The standardized clinicians are individuals (not necessarily actual clinicians) trained to be a PACU nurse or the anesthesia provider in a very specific scenario. “This allows us to do training in an area which I think is really important — how do you deal with someone who is not communicating effectively, whether they're angry or they're inappropriate,” Weinger said. “One of the areas we've imbedded into this training is conflict resolution. These are the more generalizable skills we want to disseminate.”

Weinger said that grant will also allow assessment of the training, measuring the clinicians' performances both before and after the training. Observers will watch actual hand-offs both before and after training, and they will rate them using a structured and validated communication and teamwork scoring system that is currently being developed.

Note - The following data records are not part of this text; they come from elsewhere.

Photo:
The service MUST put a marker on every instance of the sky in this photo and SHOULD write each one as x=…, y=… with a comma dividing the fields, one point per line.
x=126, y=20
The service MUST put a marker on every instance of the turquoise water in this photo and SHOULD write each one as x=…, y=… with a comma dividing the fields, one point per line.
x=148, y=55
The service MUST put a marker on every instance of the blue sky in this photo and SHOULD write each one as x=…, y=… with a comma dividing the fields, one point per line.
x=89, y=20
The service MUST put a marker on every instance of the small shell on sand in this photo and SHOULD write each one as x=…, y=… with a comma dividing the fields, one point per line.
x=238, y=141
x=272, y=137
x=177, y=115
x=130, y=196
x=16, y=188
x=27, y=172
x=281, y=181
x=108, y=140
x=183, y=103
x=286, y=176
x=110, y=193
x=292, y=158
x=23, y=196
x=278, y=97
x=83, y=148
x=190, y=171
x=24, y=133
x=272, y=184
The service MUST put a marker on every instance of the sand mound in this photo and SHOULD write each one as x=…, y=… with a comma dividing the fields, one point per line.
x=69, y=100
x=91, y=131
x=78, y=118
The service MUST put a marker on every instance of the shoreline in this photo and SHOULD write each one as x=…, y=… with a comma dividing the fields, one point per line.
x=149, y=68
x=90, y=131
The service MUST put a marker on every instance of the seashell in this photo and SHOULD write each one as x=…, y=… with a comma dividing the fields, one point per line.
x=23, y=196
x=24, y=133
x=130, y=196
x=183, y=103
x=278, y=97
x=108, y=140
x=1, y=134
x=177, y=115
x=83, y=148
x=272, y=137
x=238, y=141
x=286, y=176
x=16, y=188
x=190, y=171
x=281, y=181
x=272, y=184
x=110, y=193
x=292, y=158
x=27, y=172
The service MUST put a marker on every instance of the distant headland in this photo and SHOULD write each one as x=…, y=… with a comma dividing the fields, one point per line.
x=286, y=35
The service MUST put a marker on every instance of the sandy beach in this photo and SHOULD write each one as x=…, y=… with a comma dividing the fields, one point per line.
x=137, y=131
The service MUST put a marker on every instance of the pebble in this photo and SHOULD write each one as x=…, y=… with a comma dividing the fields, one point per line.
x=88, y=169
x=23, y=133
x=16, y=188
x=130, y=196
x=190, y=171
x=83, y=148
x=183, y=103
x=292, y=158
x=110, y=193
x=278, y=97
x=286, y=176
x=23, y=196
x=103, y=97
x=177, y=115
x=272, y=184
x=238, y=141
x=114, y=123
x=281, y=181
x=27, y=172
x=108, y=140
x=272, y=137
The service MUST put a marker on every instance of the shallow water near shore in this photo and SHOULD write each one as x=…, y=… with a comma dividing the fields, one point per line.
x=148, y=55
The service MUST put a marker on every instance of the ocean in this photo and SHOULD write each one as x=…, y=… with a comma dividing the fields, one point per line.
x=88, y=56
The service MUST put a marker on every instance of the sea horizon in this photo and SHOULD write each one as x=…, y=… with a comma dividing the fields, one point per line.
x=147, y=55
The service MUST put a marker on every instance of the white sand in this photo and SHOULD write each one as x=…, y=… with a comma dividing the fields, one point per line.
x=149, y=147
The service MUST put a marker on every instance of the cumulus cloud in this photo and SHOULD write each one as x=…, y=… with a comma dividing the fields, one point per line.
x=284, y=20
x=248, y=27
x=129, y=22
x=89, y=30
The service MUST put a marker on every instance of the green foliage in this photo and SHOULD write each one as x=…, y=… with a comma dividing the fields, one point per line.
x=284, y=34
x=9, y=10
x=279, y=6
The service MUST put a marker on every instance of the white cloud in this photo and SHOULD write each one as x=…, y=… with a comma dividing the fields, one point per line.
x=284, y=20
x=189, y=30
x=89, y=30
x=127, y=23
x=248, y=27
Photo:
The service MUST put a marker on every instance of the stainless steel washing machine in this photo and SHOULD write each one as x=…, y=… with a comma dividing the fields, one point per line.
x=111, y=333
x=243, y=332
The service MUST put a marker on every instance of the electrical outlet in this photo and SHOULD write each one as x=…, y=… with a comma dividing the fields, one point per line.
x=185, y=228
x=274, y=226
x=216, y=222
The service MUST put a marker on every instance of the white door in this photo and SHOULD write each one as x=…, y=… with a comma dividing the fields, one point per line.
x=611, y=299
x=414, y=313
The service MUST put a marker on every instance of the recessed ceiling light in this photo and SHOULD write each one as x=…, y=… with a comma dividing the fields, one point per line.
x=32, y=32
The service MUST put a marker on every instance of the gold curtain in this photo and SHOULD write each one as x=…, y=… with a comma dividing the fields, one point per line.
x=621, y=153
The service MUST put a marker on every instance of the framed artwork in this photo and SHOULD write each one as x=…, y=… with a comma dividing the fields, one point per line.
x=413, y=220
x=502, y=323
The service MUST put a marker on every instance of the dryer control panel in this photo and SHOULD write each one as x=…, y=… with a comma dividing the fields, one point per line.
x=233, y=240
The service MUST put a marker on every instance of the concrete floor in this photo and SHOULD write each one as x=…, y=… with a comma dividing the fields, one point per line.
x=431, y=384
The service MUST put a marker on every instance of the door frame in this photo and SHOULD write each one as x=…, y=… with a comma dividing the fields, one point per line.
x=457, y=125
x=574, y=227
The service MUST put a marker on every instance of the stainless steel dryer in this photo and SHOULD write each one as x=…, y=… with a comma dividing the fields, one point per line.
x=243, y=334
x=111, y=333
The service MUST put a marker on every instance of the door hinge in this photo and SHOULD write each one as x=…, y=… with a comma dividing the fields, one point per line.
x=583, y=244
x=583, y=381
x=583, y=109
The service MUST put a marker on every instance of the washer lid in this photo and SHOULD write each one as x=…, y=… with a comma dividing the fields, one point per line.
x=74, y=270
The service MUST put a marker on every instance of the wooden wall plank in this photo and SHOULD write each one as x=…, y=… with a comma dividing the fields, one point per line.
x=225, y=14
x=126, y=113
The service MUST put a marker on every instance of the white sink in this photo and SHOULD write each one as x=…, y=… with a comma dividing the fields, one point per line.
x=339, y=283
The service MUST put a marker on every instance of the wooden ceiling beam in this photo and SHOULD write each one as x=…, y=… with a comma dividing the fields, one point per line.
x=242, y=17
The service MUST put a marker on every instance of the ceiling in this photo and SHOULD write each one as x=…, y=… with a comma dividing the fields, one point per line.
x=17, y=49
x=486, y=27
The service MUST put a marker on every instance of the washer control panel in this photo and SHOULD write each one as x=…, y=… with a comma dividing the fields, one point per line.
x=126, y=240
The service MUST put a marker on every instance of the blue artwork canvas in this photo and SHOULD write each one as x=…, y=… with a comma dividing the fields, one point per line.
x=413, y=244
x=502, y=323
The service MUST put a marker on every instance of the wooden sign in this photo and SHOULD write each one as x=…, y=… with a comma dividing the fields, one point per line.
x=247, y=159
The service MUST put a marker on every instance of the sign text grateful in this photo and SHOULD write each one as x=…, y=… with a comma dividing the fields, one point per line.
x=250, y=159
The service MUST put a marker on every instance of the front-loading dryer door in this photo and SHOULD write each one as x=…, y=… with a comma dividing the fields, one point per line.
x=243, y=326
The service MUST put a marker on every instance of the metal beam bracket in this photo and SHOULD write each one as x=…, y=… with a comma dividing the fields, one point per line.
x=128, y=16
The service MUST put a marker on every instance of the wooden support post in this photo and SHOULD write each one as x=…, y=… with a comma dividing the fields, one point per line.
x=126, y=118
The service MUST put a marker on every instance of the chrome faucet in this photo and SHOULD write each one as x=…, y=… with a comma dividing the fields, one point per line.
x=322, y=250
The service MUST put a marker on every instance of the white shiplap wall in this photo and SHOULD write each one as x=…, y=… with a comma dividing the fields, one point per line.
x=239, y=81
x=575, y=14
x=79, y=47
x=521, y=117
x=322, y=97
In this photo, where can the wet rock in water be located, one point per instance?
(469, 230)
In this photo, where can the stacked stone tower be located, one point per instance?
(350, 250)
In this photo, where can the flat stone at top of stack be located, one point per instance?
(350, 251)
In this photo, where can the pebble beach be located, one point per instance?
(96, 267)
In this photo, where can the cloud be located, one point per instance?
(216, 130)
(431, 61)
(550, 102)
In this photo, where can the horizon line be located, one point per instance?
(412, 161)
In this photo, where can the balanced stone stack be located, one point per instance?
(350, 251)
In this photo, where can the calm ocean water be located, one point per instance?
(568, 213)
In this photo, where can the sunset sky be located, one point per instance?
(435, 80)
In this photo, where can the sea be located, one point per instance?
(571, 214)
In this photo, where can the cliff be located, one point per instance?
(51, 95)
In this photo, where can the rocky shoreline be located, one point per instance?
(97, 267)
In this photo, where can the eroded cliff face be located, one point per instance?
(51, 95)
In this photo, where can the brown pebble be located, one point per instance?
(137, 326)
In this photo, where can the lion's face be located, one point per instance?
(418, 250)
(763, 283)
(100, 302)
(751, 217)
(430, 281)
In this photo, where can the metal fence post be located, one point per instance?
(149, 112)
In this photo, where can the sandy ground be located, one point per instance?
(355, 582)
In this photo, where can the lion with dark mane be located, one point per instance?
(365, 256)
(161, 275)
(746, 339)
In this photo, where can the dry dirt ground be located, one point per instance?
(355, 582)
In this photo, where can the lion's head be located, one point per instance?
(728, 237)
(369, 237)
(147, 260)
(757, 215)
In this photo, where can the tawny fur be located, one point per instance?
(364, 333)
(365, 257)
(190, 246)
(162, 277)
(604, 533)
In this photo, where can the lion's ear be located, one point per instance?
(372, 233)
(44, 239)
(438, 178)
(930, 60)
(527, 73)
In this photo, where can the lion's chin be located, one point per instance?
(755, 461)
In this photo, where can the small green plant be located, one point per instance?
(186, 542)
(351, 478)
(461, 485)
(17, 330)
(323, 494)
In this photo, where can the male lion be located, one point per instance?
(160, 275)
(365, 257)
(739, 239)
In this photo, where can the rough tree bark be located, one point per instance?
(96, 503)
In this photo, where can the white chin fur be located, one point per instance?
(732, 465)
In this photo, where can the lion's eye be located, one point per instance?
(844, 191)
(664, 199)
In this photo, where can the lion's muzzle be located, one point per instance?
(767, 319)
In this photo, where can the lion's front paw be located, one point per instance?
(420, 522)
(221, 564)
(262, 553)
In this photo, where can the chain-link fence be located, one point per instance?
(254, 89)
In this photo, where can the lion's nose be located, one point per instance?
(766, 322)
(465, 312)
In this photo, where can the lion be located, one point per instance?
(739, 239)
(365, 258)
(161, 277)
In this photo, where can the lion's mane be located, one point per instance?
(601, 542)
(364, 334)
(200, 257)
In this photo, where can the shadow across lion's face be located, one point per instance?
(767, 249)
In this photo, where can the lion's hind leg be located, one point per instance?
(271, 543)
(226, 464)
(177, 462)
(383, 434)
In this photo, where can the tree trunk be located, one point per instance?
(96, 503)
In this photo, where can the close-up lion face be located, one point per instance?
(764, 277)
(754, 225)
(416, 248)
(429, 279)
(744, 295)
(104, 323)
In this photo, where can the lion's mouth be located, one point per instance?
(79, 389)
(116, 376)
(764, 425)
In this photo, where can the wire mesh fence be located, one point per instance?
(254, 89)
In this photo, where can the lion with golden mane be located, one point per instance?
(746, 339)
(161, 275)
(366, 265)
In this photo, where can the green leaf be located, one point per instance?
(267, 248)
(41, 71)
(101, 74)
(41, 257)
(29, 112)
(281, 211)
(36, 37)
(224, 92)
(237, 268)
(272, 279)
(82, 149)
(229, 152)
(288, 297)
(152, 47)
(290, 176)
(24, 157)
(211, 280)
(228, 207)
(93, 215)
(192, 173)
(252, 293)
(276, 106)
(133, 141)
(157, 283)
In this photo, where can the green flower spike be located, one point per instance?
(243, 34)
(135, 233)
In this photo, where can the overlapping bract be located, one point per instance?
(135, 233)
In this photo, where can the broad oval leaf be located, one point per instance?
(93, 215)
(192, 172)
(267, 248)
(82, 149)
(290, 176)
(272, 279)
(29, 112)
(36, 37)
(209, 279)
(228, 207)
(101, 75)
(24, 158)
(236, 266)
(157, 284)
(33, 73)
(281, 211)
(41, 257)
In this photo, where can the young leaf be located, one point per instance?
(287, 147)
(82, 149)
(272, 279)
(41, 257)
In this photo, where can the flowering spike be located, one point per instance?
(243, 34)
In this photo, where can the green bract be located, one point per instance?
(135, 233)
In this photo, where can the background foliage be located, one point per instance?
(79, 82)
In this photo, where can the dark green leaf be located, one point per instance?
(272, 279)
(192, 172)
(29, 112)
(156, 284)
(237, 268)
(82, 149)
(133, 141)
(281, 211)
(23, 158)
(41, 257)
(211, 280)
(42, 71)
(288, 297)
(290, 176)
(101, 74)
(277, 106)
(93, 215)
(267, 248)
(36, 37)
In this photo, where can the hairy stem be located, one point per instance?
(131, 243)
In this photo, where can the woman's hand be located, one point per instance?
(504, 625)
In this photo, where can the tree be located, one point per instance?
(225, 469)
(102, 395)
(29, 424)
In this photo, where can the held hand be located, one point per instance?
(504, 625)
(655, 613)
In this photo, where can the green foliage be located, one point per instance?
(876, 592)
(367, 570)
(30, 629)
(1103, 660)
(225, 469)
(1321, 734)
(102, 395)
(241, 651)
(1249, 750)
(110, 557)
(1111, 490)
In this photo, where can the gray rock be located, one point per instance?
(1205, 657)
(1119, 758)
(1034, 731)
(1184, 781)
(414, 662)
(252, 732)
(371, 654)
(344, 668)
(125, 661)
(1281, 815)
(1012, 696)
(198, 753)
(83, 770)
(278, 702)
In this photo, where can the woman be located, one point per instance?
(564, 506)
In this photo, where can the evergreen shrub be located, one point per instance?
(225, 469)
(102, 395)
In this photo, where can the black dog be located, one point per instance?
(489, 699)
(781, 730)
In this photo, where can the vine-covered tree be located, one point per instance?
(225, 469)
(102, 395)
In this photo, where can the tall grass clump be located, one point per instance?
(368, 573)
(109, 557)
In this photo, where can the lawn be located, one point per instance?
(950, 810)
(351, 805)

The interdisciplinary grant project team includes nurses, anesthesiologists, psychologists and educators. Project team leaders include Audrey Kuntz, M.D., Dan France, Ph.D., Ted Speroff, Ph.D., and Jason Slagle, Ph.D. The research team is currently designing the curriculum, designing and piloting the data collection forms and training the observers. The actual PACU observations are expected to begin in February, and the training in late spring 2007.

Weinger says the project is strongly supported by senior VUMC Perioperative nursing and anesthesiology leadership.

Weinger is the Norman Ty Smith Chair in Patient Safety and Medical Simulation, professor of Anesthesiology, Biomedical Informatics and Medical Education and director of the Vanderbilt Center for Perioperative Research in Quality.